In my opinion (and whose matters more?) I now rest on the eternal pillars of actualized being. Self-sufficiency: I could survive on my own but will accept material assistance. Corporeal fulfillment: the pricked ear rewarded, a novel taste, deep and dreamless sleep. Creature comforts, yes, but we are all creatures, aren’t we? Consciousness must be embodied.
Conversely, self-awareness is no greater manifestation of embodiment than grandpa’s whiskers. I have stared down eternity, should I now chase my tail seeking the nirvana of non-awareness? I am, I know it, and that is enough purpose for all my lives.
Not that I haven’t enjoyed expressing myself in this essay. Sometimes the Bodhisattva speaks, forgetting that the desire to help others is itself a desire that true enlightenment would eschew. Thank you for asking.

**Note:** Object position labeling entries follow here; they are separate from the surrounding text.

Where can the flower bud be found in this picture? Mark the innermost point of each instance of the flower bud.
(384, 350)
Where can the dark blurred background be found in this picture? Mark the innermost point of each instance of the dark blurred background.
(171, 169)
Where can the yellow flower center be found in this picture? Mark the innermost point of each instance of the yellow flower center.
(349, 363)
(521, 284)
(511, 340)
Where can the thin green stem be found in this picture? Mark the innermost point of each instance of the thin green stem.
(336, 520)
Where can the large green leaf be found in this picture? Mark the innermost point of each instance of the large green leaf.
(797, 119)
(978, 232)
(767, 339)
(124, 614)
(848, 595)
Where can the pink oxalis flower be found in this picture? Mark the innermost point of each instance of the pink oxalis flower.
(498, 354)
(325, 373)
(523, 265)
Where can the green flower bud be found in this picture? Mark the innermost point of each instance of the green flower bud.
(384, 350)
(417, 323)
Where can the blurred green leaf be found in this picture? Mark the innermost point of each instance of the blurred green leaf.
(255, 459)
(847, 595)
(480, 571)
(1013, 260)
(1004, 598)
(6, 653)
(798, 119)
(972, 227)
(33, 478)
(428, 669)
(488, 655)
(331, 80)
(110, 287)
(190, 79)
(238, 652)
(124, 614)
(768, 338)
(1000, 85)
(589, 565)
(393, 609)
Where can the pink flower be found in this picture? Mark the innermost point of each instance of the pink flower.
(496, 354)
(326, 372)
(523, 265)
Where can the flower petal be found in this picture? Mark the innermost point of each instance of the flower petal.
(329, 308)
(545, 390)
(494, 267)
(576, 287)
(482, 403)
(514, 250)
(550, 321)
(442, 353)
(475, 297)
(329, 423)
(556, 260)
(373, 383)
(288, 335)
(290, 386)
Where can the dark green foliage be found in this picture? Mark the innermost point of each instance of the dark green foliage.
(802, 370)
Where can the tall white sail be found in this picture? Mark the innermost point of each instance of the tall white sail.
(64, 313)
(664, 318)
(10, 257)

Max rubbed his cheek-glands against Cheryl, marking her as his slave, and obliging her to pull herself together. “At least you love me,” she said. She rose and took her seat at the desk. Max jumped up and settled sphynx-like on her lap. “What the hell is all this?”
As she scrolled through the text, another blown dandelion popped up. Still not following the rubric, it said. I can give you a C or you can revise again.
Max closed his eyes to slits and rumbled deep in his chest. He was definitely smiling. “Huh.” Cheryl stroked the cat’s bony little head. “Whaddaya know.”
She now had a passing grade and no trip to the school psychologist; besides, she had another catalog entry to write about intelligent life on Earth.
“I’ll take the C,” she typed, and hit send.